Out of the 13 defendants, nine are charged with conspiracy to unjustly enrich themselves by fraudulently obtaining United States Department of Treasury tax refunds to which they were not entitled.  Members of the conspiracy would submit false and fraudulent federal income tax returns to the United States Department of Treasury using names and social security numbers of individuals without their knowledge or authority.  They designated mailing addresses where the tax refunds would be sent, but these were not the true and correct mailing addresses of the individuals whose identities were used to file the false and fraudulent federal income tax returns. Based upon these false and fraudulent income tax returns, the United States Department of Treasury issued income tax refunds, unbeknownst to the individuals whose names and social security account numbers were fraudulently used, to the members of the conspiracy by mailing U.S. Treasury checks to the mailing addresses designated in the false and fraudulent federal tax returns. The members of the conspiracy would forge the endorsement of the individual whose name was on each U.S. Treasury check as the recipient of the refund. They would then negotiate and cause the checks to be deposited in exchange for cash.  

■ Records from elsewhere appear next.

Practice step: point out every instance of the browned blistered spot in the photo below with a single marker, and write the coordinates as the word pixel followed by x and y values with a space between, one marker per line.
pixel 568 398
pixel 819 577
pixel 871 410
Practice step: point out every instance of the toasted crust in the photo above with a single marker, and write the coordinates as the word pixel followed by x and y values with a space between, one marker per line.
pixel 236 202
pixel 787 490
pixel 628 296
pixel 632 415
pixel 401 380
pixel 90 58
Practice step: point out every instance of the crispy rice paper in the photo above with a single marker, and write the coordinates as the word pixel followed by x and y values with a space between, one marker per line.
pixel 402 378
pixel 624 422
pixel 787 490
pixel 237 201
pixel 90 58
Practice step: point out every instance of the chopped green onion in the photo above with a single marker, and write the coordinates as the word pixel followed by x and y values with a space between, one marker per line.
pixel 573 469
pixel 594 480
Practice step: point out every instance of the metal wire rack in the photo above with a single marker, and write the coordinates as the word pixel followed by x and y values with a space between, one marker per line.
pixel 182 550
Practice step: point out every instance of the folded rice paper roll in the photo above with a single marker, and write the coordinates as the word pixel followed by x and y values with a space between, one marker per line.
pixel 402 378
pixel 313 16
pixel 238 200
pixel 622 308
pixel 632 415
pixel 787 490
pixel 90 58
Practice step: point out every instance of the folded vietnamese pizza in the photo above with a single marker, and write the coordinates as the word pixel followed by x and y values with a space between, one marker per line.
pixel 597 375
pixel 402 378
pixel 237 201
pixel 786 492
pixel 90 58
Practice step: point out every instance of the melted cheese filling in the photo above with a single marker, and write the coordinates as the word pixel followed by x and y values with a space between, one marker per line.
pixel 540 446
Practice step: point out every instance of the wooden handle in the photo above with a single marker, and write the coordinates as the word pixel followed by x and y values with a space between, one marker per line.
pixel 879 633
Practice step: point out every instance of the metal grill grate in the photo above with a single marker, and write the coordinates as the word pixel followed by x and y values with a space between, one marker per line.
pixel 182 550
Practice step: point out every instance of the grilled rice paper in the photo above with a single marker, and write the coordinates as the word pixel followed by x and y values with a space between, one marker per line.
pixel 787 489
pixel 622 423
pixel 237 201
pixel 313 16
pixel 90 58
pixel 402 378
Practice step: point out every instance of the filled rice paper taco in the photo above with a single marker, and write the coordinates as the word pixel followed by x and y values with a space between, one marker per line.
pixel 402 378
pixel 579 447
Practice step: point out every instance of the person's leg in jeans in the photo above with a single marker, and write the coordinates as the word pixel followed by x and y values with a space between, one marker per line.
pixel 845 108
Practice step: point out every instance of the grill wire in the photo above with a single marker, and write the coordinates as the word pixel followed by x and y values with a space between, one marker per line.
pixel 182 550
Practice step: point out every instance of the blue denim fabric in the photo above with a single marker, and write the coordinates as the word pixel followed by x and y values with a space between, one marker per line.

Upon conviction of one or more of the violations of 18 USC § 641 set forth in the indictments the defendants shall forfeit to the United States of America pursuant to 18 USC § 981 (a) (1) (C) and 28 USC § 2461 (c), any property , real or personal which constitutes or is derived from profits traceable to the offense.  The property to be forfeited includes, but is not limited to, the amount of $1,184,937.52.

“Today’s arrests demonstrate our commitment to investigate and prosecute those who steal the identities of unsuspecting victims in order to enrich themselves at the expense of the federal government.” said U.S. Attorney Rosa Emilia Rodríguez-Vélez.

 “Identity theft remains a top priority for the Internal Revenue Service. The indictments announced today send a clear message that stealing identities to file tax returns and receive fraudulent refunds will not be tolerated. The individuals who commit these crimes will be brought to justice. We are committed to safeguarding the U.S. Treasury and the public against stolen identity refund fraud,” stated IRS-CI Acting Special Agent in Charge Donnell Young.

Assistant U.S. Attorney Justin Martin is in charge of the prosecution of the case.  If convicted, the defendants face a sentence of up to 10 years of imprisonment under 18 U.S.C. § 641, a minimum sentence of 2 years of imprisonment under 18 U.S.C. § 1028A(c) and a sentence of up to 5 years of imprisonment under 18 U.S.C. § 371. Indictments contain only charges and are not evidence of guilt.  Defendants are presumed to be innocent until and unless proven guilty.

Criminal indictments are only charges and are not evidence of guilt. A defendant is presumed innocent unless and until proven guilty.